A 38,240-square-foot retail development across the street from the Evergreen Walk district in South Windsor is expected to be under construction in mid-2026. Town officials approved the project in 2020, along with two, 25,200-square-foot office buildings. Those buildings were intended to complement an Aldi grocery store and a Chase Bank branch approved in 2019 for […]
A 38,240-square-foot retail development across the street from the Evergreen Walk district in South Windsor is expected to be under construction in mid-2026.
Town officials approved the project in 2020, along with two, 25,200-square-foot office buildings. Those buildings were intended to complement an Aldi grocery store and a Chase Bank branch approved in 2019 for the 32-acre site at 274 Buckland Road and 200, 205, 220 and 245 Gateway Blvd.
Farmington-based Sager Development built the Aldi and Chase Bank branch but delayed the remaining retail and office components amid the COVID-19 pandemic, as borrowing and construction costs rose significantly.
Sager Development — headed by father and daughter team Geoffrey and Phoebe Sager — have relaunched sitework development and are lining up tenants for the planned retail buildings.
On Tuesday, the town’s Planning and Zoning Commission signed off on a request to modify the approved 2020 plan. Instead of two buildings tallying 38,880 square feet, the design calls for four buildings of 9,560 square feet each.
The new plan also includes some landscape and traffic flow improvements. It sacrifices about 640 square feet of building space, but creates a better atmosphere for restaurants with outside dining, an important source of potential tenants, Geoffrey Sager told the commission.
The four buildings could be divided among as many as four retail or service-business tenants each, according to Peter DeMallie, president of South Windsor-based engineering and landscape architectural firm Design Professionals.

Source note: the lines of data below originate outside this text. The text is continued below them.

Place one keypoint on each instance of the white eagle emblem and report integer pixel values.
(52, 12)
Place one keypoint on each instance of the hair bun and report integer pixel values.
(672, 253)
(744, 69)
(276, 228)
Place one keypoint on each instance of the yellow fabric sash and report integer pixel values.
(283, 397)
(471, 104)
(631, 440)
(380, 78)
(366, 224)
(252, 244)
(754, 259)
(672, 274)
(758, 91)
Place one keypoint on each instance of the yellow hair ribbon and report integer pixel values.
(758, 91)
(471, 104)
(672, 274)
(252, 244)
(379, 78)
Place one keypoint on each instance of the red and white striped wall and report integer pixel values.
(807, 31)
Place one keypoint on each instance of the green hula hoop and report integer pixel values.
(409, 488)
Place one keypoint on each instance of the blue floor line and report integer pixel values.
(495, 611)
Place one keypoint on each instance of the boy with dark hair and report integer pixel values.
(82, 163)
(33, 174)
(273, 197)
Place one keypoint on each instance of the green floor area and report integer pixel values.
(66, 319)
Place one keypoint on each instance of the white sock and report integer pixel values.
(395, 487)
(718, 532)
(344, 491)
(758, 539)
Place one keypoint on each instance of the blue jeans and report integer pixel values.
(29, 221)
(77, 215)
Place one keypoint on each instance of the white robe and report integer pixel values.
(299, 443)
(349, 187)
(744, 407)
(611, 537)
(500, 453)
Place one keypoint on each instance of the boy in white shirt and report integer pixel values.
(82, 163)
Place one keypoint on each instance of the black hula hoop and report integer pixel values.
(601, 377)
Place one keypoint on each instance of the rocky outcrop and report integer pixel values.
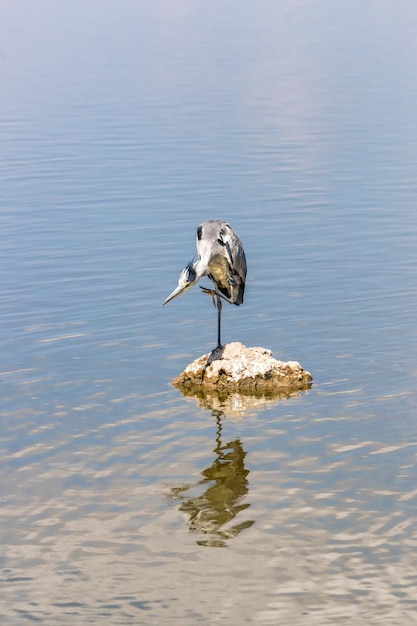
(237, 368)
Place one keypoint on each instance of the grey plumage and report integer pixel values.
(222, 259)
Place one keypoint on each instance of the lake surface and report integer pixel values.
(125, 125)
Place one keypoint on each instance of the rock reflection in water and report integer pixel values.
(211, 512)
(238, 404)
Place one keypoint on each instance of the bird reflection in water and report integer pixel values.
(212, 512)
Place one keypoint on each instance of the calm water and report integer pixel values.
(123, 126)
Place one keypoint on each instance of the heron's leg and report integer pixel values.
(219, 318)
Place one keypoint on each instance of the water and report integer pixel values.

DeMallie stressed recent retail and residential growth in that corner of South Windsor and neighboring Manchester have increased traffic flows and the potential customer base, boosting interest in new retail real estate.

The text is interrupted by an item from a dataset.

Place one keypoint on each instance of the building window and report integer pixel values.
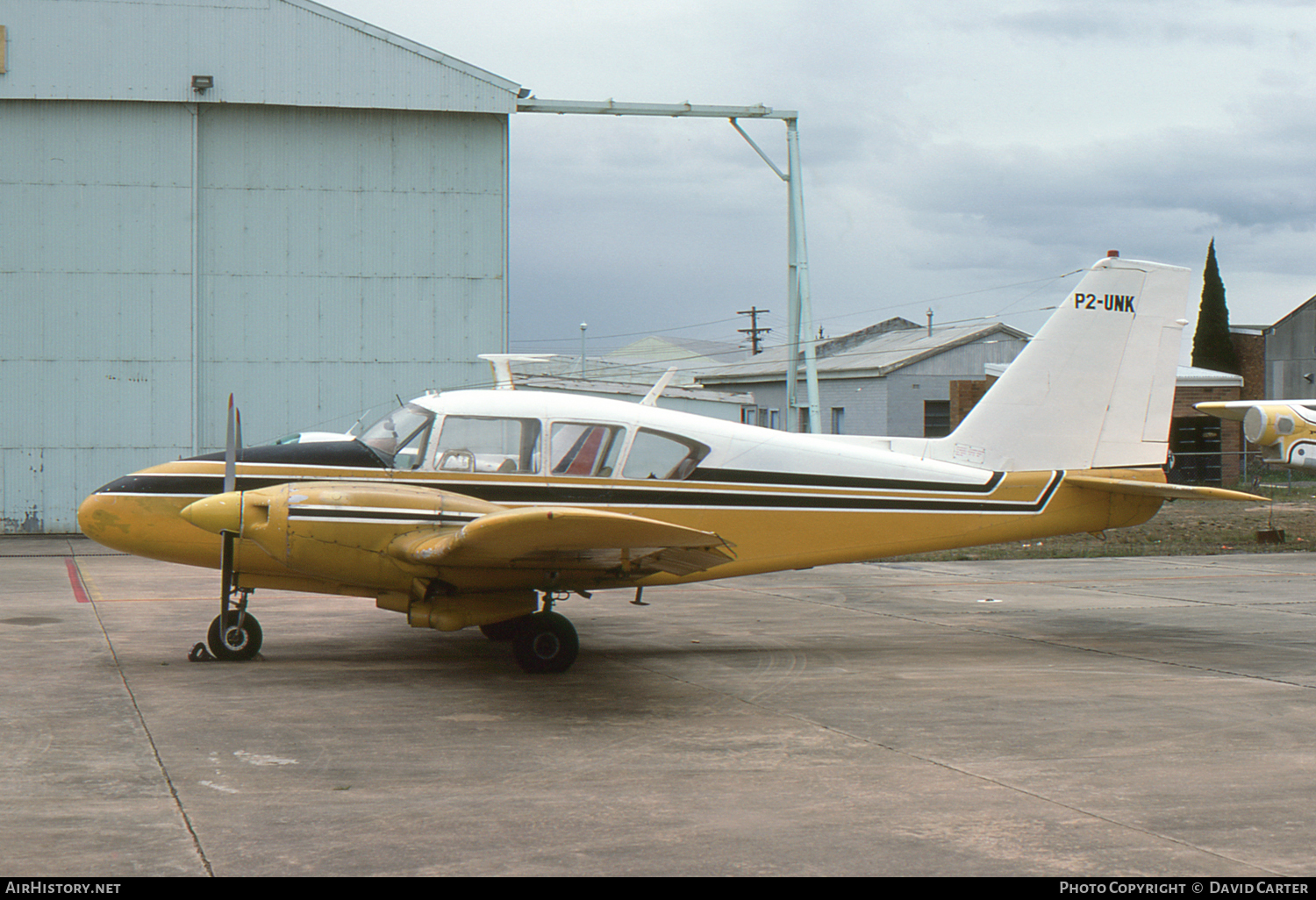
(936, 418)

DeMallie noted major improvements at Evergreen Walk, including the addition of a Whole Foods Market, the 108-room Cambria Hotel and more. He also highlighted the recent completion and ongoing development of several large-scale multifamily projects in the immediate area.
“There’s just a lot of interest there,” DeMallie said. “A lot of things have happened there over the past five years.
Sager Development has engaged JLN Contracting, of Cromwell, to expand the interior network of roads and utilities that will service the new retail buildings fronting along Buckland Road, as well as the planned — but as of yet unscheduled — office buildings toward the property rear.
Sager said the rental rates retail tenants are willing to pay have finally caught up with rising construction and borrowing costs.
“That’s why now something like this is economically feasible,” Sager told the commission Tuesday.
Sager said he has letters of intent from five potential tenants. He expects to have signed leases in the first quarter of 2026 and hopes to begin construction of three retail buildings in June.
Construction of the fourth may begin later, as Sager is negotiating with a potential tenant who may require changes to the building design, although it would fit within the approved footprint.
Potential restaurant tenants wanted “endcaps,” for lighting, outdoor dining and aesthetics, prompting the request to divide two buildings into four, Sager said.
The updated site plan for Sager Development's project along Buckland Road in South WIndsor.
Sager anticipates the office buildings toward the rear of the property would service medical tenants. But given recent shakeups in the hospital industry in Connecticut, namely the sale of hospital assets owned by bankrupt Prospect Medical Holdings — Sager said it will take some time for the medical industry to reposition and forge ahead with new assets.
Ultimately, Sager said, the new owners of the Prospect assets will be better positioned to pursue new opportunities on sites like his.
Tuesday's approval of the design changes is contingent on a positive recommendation from the town's Design and Architectural Review Committee, which, due to a scheduling quirk, was unable to give a recommendation prior to the Planning and Zoning Commission meeting.
Planning and Zoning Commission members were enthusiastic in their praise of the design refinements.
"Spot on," said Commission Member Patrick Kupchunos said. "I like the architectural designs, the brick, more outdoor seating."